To investigate virA transcription during growth in the intracellular compartment, infected cells were lysed after various periods of incubation in the presence of gentamicin, and intracellular bacteria were counted by plating and assayed for β‐galactosidase activity. The number of intracellular bacteria carrying the virA–lacZ fusion increased with the time of incubation, which was consistent with their intracellular multiplication (Figure 4). In contrast, the specific β‐galactosidase activity present in these bacteria decreased steadily; the slope of the decrease in β‐galactosidase specific activity was similar to that of the increase in the number of intracellular bacteria, suggesting that the decrease in specific activity was due to bacterial multiplication. Similarly, the β‐galactosidase activity present in bacteria carrying the various ipaH–lacZ fusions was 6–13 times lower after 150 min of infection as compared with the activity present after 60 min of infection (Table III). These results suggested that the virA– and ipaH–lacZ fusions had not been transcribed between 60 and 150 min of infection. In contrast, for the strain carrying the ipgD–lacZ fusion, similar amounts of β‐galactosidase were present after 60 and 150 min of infection (Table III), suggesting that the intracellular compartment had no effect on ipgD transcription.

Figure 4.

Transcription of the virA–lacZ fusion by intracellular bacteria. Intracellular bacteria recovered after various times of infection of HeLa cells by SF1001 (virA–lacZ) were counted by plating (open symbols) and used to assay β‐galactosidase activity (closed symbols).

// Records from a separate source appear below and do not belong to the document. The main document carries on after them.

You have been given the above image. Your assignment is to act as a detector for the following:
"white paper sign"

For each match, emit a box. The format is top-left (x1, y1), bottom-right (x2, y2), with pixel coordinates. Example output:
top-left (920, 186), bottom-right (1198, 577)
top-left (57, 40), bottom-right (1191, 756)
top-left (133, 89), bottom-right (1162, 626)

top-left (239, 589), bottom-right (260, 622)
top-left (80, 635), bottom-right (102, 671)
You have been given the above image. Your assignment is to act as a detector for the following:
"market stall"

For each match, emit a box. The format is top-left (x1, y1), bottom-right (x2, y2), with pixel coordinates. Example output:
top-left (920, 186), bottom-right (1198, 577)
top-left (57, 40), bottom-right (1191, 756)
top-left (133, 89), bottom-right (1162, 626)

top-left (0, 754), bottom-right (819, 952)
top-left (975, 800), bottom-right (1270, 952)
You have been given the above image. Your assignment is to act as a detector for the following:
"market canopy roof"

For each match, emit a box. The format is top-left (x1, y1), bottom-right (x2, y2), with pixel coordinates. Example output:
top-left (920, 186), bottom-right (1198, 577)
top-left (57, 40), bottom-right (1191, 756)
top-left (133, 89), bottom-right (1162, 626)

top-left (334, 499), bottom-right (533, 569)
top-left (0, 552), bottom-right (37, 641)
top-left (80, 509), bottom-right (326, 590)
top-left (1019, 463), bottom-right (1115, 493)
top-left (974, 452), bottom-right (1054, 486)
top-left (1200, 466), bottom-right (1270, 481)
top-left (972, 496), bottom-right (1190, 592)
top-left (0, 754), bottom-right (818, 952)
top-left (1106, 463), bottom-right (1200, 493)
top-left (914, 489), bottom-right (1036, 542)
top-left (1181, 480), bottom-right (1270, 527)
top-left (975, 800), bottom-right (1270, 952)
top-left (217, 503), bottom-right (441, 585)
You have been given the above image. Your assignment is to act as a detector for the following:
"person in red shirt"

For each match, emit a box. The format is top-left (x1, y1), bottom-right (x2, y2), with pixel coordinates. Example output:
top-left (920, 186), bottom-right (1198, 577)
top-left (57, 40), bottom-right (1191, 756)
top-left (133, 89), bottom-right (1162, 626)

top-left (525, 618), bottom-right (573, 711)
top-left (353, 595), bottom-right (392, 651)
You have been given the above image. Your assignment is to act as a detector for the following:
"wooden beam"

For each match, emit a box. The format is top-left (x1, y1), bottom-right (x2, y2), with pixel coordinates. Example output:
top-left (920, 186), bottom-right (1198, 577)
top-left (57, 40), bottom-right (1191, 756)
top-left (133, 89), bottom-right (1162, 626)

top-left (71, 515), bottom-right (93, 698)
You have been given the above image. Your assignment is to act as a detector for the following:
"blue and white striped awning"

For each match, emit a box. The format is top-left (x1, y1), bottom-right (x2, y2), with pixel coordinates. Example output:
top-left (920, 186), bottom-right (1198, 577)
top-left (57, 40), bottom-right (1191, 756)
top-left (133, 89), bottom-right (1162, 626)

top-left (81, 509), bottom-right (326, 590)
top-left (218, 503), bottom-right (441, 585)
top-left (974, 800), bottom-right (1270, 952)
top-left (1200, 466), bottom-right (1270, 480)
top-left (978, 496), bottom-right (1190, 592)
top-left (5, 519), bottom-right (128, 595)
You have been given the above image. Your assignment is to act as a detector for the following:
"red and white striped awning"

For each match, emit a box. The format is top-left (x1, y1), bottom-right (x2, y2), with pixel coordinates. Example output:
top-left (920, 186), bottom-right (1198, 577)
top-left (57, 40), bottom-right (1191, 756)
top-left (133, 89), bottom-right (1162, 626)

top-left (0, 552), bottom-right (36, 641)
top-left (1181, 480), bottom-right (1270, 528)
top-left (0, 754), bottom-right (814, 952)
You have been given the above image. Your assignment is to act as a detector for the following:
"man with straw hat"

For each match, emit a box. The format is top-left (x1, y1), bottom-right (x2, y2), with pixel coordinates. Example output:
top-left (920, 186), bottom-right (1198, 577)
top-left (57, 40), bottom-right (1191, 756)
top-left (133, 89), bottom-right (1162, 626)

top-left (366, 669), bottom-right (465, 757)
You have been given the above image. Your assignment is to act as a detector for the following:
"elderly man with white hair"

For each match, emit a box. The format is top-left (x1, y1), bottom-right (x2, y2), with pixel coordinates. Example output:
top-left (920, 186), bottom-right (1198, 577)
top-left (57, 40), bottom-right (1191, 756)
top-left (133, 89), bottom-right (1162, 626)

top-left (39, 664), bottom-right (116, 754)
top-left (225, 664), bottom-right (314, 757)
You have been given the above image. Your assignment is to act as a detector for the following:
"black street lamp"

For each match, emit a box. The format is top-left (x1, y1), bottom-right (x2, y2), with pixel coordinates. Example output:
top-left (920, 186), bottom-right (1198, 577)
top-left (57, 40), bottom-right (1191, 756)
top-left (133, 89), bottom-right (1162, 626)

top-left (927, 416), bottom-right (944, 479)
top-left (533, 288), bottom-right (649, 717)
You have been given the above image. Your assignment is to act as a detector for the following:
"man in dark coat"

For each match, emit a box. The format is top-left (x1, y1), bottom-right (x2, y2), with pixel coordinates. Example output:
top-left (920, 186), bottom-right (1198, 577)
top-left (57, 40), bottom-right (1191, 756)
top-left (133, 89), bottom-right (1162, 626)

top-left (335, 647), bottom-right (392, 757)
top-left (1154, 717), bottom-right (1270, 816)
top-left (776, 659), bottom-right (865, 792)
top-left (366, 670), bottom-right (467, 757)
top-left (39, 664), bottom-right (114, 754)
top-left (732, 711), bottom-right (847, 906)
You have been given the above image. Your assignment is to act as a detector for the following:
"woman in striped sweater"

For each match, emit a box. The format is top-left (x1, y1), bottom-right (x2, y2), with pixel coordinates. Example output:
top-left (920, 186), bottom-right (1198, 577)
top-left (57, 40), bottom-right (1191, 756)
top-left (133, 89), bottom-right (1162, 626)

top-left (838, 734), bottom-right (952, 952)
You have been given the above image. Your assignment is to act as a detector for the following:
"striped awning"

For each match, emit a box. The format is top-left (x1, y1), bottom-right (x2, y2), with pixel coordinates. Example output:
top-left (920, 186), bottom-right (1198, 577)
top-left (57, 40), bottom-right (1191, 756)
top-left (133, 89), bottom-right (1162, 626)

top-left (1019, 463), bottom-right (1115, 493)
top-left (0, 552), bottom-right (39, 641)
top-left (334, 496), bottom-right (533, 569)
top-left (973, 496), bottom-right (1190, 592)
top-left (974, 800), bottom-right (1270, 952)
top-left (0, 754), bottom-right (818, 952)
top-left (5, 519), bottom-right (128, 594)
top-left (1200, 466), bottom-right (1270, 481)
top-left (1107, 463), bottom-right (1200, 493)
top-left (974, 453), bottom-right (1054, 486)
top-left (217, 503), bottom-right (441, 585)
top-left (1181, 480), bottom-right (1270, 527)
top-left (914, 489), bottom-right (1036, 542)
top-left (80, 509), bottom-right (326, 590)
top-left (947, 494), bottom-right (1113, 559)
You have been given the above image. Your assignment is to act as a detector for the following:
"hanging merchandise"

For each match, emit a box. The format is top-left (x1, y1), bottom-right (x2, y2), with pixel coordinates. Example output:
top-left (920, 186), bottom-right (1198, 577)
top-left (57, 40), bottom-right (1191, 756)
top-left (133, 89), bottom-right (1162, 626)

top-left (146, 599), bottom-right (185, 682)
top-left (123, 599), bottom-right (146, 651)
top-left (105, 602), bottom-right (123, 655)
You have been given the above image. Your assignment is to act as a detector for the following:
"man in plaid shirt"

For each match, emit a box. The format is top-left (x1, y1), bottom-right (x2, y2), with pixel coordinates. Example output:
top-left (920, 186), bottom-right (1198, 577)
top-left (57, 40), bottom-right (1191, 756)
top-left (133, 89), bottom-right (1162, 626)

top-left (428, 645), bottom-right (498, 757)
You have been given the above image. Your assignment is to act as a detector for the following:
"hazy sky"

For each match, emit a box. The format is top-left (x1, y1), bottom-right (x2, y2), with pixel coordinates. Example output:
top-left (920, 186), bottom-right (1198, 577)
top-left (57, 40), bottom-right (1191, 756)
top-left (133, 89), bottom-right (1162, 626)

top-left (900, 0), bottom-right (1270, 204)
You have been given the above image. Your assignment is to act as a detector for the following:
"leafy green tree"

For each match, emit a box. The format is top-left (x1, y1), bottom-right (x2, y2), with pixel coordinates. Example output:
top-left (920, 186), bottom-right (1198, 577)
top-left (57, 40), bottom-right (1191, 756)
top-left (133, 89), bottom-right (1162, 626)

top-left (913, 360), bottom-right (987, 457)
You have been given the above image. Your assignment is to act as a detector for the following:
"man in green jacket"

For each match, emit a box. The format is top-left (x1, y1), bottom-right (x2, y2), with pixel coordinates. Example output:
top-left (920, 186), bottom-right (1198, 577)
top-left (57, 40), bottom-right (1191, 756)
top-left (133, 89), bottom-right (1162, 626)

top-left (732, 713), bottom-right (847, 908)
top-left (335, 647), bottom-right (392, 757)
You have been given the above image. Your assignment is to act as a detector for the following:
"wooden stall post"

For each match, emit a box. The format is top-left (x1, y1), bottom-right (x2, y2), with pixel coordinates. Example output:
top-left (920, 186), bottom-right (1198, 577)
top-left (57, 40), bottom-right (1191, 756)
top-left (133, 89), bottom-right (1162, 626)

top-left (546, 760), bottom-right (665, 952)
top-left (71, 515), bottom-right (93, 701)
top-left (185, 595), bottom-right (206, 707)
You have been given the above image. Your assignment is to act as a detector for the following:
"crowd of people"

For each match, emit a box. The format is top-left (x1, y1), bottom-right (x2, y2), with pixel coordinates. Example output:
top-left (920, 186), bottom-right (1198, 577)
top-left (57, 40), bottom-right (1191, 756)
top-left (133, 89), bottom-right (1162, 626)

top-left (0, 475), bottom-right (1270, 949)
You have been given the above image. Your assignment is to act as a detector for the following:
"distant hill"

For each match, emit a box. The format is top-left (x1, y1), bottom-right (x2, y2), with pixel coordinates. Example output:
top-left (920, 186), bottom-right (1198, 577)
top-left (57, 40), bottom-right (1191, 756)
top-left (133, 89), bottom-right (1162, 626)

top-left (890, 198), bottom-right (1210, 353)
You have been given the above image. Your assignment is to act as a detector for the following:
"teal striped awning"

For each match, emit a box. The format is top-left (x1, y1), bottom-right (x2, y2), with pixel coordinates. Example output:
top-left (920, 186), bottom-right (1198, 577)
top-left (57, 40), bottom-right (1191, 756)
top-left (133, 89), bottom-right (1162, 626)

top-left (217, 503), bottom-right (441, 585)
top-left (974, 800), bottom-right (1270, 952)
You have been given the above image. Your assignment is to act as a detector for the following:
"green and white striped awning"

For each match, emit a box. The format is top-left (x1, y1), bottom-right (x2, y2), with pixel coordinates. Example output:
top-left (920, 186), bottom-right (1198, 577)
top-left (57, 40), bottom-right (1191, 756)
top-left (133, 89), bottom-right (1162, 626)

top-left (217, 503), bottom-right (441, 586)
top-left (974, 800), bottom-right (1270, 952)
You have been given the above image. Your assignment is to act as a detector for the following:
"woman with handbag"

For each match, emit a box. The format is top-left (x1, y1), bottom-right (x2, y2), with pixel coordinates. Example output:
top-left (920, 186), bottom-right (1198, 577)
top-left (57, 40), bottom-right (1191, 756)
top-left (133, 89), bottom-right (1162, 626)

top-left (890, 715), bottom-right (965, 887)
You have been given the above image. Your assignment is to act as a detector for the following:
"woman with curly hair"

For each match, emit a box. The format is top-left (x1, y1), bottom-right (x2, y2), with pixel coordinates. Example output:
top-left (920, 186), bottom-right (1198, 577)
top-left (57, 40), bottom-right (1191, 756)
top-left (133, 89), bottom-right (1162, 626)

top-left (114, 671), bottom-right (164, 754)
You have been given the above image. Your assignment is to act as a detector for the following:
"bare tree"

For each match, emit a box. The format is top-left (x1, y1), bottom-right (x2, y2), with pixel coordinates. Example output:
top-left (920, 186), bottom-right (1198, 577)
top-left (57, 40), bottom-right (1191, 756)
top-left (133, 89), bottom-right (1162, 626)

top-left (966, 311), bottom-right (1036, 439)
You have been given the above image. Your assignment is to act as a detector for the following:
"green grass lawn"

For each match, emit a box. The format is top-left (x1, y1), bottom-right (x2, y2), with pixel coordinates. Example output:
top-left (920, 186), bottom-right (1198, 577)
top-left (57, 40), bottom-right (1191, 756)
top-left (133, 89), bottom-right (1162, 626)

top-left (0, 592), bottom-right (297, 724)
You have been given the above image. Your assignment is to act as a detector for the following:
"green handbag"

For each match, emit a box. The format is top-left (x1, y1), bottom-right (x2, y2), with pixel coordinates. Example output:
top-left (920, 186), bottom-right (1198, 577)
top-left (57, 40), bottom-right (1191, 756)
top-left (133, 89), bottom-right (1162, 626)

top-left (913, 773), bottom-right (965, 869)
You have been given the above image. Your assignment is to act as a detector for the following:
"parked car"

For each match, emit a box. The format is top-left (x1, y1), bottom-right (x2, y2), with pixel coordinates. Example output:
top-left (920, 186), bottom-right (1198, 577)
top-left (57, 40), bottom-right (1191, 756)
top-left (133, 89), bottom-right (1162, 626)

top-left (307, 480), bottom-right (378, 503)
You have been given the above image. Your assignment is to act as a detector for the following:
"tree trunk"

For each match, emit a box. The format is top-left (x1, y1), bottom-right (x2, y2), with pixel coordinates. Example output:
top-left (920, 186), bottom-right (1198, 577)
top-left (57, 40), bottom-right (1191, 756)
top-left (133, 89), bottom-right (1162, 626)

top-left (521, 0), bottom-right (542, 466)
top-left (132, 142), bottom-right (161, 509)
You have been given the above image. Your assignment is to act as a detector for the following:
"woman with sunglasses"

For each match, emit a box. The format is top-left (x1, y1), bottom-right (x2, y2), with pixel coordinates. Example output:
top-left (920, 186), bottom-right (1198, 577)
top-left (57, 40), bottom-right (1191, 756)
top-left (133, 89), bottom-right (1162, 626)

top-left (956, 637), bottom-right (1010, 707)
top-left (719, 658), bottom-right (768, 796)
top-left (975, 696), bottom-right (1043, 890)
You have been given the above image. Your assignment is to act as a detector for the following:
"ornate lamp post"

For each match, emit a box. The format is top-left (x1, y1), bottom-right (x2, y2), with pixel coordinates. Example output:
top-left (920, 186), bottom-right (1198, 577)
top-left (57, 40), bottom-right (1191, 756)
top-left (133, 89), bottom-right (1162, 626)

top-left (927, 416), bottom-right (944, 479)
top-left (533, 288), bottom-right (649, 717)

Phenotypic characterization of a virA mutant

The presence of virA on the virulence plasmid, the regulation of its transcription by the type III secretion machinery, and previous results obtained with a virA mutant of S.flexneri 2a (Uchiya et al., 1995) suggested that VirA might be involved in Shigella virulence. To investigate the role of VirA, the virA gene of the wild‐type strain was inactivated by integration of a suicide plasmid containing a virA internal fragment (Figure 2). Phenotypic characterization of the virA mutant was performed using both animal models of infection and cultured cell lines. Infection of rabbit ligated ileal loops revealed no difference between the mutant and the wild‐type strains using such criteria as the volume of exudate, the intensities of ulceration and destruction of the villi, and the number of polymorphonuclear neutrophils accumulating in the mucosa (data not shown). In contrast, inoculation of guinea pig conjunctival sac (Sereny test) revealed an attenuation of the virulence of the virA mutant; whereas the wild‐type strain provoked a frank keratoconjunctivitis within 48 h of infection, the virA mutant elicited a mild keratoconjuntivitis that was detectable only after 72 h of infection. The phenotype of the virA mutant harboring the plasmid pKvirA (Figure 2) was similar to that of the wild‐type strain, which indicated that the attenuation of the virulence observed with the virA mutant was indeed due to the lack of VirA.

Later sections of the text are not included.